Trinità Dei Monti from the center of Rome; at one point, Monsignor Elpidio Benedetti, an envoy of Cardinal Jules Mazarin and the owner of Villa del Vascello, showed Pope Alexander VII a plan which the French were provided to finance. It had only one drawback for the Pope, i.e., it presented a sizeable equestrian sculpture of King Louis XIV. After the death of kings, relations with France changed, and in 1717 a competition was called for a suitable plan.
The second competition in 1723 led to the permission of a project created by Francesco de Sanctis; the arched lines of the steps revive those of Porto di Ripetta by Alessandro Specchi. Costs were born by France, and the small columns were decorated with the fleurs-de-lis of the French kings and the chequered eagle of Pope Innocent XIII, the supreme pope. A character that presents the beauty of the steps is that their axis is not perpendicular to the church; this lack of total symmetry gives them a lightness that a more classical approach would not yield.
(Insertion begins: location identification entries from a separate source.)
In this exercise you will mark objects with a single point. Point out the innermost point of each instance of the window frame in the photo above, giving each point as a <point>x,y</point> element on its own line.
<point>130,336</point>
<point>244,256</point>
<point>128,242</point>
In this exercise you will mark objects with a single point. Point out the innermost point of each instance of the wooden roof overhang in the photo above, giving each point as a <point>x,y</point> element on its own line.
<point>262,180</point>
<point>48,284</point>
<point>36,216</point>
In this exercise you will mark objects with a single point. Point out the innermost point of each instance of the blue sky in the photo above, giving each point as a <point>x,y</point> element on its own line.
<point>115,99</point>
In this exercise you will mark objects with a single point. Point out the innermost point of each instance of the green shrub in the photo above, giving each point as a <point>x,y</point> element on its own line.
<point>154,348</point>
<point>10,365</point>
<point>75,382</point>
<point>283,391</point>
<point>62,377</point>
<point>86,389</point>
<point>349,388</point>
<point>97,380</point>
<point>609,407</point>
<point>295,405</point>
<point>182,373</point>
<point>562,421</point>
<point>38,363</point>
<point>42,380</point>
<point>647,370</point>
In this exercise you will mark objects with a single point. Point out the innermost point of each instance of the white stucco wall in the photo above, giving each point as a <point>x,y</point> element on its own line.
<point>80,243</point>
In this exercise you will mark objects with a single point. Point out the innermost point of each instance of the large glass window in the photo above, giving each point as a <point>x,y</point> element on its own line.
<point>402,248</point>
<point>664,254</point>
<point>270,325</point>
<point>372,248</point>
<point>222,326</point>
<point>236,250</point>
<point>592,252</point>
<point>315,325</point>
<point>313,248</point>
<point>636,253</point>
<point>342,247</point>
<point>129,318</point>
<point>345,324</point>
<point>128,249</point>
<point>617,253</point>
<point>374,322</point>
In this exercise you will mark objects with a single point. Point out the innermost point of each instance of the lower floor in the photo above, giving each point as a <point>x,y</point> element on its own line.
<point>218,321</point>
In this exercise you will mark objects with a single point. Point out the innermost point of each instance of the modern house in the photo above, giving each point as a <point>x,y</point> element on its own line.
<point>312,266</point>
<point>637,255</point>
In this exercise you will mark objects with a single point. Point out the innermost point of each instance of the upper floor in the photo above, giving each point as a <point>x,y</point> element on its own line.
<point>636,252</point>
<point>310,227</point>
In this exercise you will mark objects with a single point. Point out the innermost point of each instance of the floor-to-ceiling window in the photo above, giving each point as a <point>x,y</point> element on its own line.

Fontana della Barcaccia, in Piazza di Spagna
The Fontana della Barcaccia was planned by Pietro Bernini, father of the popular Gian Lorenzo Bernini, who later supported the work. It was finished in 1627 and settled by Pope Urban III in the heart of Piazza di Spagna. The Fontana della Barcaccia is molded like a boat and has the Barberini family bees’ emblems and a sun engraved.